The IFST Food Science and Nutrition Group was set up three years ago to blend technology and nutrition understanding. It brings together the people, language and expertise to enable these two disciplines to learn from each other.
Over that time, the Group has hosted events to share knowledge and experience of specific food components including: sugar, fat, fibre and salt. Now, three years on, it is time to revisit the food industry progress with sugar replacement.
Four speakers put forward their views, each having the focused challenge of a five-minute speaking slot. The knowledgeable, vibrant and interactive audience debated. Topics covered included a recap on policy directions, a look at technology solutions, the performance of replacement ingredients and consumer habits and attitudes.
Kate Halliwell (Food and Drink Federation) skilfully chaired the event and the energetic audience Q&A session. The audience made up of around 60 lively nutritionists and food scientists went on to debate the complexities of the current situation for the food industry and the challenges ahead. They also touched on the controversial view about whether the current targets with a focus on sugar reduction would help in reducing obesity in childhood and increasing the overall health of the nation.
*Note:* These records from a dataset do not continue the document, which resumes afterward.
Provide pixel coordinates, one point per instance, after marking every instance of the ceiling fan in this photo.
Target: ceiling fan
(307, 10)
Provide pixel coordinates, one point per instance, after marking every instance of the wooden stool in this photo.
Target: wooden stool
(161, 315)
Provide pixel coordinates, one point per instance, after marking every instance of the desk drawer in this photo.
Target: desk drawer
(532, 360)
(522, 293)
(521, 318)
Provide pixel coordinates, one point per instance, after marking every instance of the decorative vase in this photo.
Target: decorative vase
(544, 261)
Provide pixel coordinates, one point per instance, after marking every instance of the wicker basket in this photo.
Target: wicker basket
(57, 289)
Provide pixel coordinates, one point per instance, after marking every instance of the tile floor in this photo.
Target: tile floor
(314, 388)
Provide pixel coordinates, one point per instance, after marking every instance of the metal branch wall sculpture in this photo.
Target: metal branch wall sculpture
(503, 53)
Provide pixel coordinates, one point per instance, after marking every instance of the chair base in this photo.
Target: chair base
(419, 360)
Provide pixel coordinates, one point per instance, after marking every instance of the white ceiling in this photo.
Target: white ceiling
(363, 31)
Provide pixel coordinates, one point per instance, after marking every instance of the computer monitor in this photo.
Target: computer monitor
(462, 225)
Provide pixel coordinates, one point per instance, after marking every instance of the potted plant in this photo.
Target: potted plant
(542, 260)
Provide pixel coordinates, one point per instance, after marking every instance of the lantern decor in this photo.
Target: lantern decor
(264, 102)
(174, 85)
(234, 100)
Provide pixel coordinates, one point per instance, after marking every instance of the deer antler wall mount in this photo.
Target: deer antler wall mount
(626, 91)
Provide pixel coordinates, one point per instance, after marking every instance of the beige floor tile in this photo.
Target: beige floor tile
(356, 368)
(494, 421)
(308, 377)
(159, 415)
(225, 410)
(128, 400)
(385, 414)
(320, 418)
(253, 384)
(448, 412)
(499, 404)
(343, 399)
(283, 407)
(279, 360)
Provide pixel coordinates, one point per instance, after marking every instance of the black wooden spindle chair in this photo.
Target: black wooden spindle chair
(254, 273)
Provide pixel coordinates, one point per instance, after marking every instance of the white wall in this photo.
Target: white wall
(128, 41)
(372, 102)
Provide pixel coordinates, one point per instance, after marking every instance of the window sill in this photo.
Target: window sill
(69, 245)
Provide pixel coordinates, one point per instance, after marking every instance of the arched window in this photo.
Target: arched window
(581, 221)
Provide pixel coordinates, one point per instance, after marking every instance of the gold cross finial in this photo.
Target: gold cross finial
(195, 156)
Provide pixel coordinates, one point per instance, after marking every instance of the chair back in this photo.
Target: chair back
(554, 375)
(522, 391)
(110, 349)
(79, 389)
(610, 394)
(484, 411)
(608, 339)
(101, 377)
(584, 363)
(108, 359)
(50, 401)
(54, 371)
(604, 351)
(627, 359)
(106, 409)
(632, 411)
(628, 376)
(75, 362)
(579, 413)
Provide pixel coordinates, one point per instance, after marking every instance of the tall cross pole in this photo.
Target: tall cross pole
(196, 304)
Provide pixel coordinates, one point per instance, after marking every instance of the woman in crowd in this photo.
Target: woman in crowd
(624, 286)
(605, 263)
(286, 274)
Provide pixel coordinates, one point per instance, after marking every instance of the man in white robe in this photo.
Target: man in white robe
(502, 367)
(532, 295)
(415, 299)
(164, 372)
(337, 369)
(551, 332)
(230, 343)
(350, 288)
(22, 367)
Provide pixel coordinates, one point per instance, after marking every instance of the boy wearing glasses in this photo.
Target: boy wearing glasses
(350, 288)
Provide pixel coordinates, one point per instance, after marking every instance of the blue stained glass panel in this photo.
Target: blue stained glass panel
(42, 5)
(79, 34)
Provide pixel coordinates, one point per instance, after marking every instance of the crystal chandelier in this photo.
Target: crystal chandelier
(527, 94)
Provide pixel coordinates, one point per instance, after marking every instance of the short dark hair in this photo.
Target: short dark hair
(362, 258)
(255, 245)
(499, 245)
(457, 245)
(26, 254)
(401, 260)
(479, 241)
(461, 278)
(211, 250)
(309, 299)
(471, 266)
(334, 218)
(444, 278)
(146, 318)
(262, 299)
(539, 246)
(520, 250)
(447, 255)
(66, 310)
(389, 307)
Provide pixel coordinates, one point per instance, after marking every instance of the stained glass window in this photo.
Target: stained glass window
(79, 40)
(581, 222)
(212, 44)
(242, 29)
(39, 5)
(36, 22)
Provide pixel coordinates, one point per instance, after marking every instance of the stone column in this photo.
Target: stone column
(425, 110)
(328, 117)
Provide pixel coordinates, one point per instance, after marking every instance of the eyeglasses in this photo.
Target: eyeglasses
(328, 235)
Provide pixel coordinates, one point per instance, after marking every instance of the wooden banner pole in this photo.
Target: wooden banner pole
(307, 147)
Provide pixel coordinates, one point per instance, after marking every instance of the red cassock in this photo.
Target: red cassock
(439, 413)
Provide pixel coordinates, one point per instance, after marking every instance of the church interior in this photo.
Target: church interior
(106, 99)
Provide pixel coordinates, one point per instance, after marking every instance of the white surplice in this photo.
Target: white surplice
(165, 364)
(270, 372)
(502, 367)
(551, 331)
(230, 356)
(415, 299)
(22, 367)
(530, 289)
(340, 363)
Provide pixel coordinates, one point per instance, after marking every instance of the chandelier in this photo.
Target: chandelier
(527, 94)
The views from the four speakers were:
- Amy Glass (Food and Drink Federation) spoke about the policy environment for the food industry. The main policy vehicles are the soft drinks industry levy and the sugars reformulation programme; however food composition also comes into play in the proposed promotions and advertising restrictions. Public Health England (PHE) set the food industry a target of reducing the sugars in a variety of categories by 20% by 2020. This included an initial target reduction of 5% for the first year of the programme. Overall, the initial 5% sugars reduction targets have been met for a number of categories i.e. yoghurts, breakfast cereals, sweet spreads and sauces. In other categories, such as fine bakery, where sweeteners are not permitted and sugars play a multi-functional role, the task is more complex and opens up a whole new technical challenge. Looking forward, it is expected that PHE will take a stronger approach on non-achieving categories and this may be used as justification to expand the levy. Further policies which may look at sugar levels in foods are anticipated in the Green Paper on preventative health (later 2019) and the National Food Strategy (2020).
- Jenny Arthur (Leatherhead Food Research) talked about the functional properties of sugar across different product categories. Overall, it is the gold standard for sweetness, yet, it’s also important for adding texture, bulk (volume) and colour (caramelisation). Sugar is also critical for fermentation, aeration and preservation. Sugar is unique and no other one ingredient can contribute all these properties and functions. Consumers are looking for reduced sugar products but they also expect calorie reduction. This is not always possible to deliver with the alternative ingredients. The PHE policies and guidelines focus on sugar reduction and not so much on calorie reduction. The audience debated this point at length. In addition, consumers are looking for ethical, sustainably sourced products with a clean label. Consumers are demanding, they want it all – and so the technical challenge continues!
- Lindsey Bagley (Eureka) described the ingredient solutions that are available to replace some of the properties of sugar. There is currently no perfect solution. Her presentation included ways to fill the technological ‘gap’ caused by sugar reduction across different categories. Some of the ingredients that can help fill the ‘gap’ include: high potency sweeteners, resistant starch, polydextrose, polyols, fibres, hydrocolloids, water and milk. These ingredients have various regulatory limitations, application niches and also make different calorie contributions. In addition, some of technical solutions are process rather than ingredient driven. For example, it is possible to reduce sugar in milk drinks and yoghurts by hydrolysing the naturally occurring lactose into its components – glucose and galactose. This imparts a higher perceived sweetness and a way to reduce the amount of added sugars. The audience debated the health consequences of changing lactose into other sugars and the effect on teeth. Lactose, being a non-fermentable sugar, is not harmful to teeth but its components sugar molecules are. Lindsey also touched on the Glycaemic Index (GI) of alternative ingredients, pointing out that the GI of starch/maltodextrin is higher than that of sugar, whilst that of fibres, polydextroses and polyols is lower. So in essence, replacing sugar doesn’t always result in lower calorie products and can sometimes result in products that are detrimental to other aspects of health such as: dental health and blood sugar control.
- Alex Rowberry (Kantar World Panel) gave a summary of consumer behaviour and its implications for sugar reduction. Over the last 5 years, consumer panel studies have shown that the contents of the average shopping basket has become healthier, with a 3.9% reduction in sugar and a resulting increase in beneficial protein and fibre. Consumers are also becoming more accepting of sweeteners in certain product categories. It’s not all good news however as the drivers of in-home consumption choices are enjoyment at 73%, convenience at 49% and then health at 31%. So only about a third of consumers are making choices based on health. Research has also shown that low income families have the least healthy take-home shopping baskets. This shows the importance of policy to drive changes at Government and food industry level - we can’t just rely on consumers to make their healthy choices alone.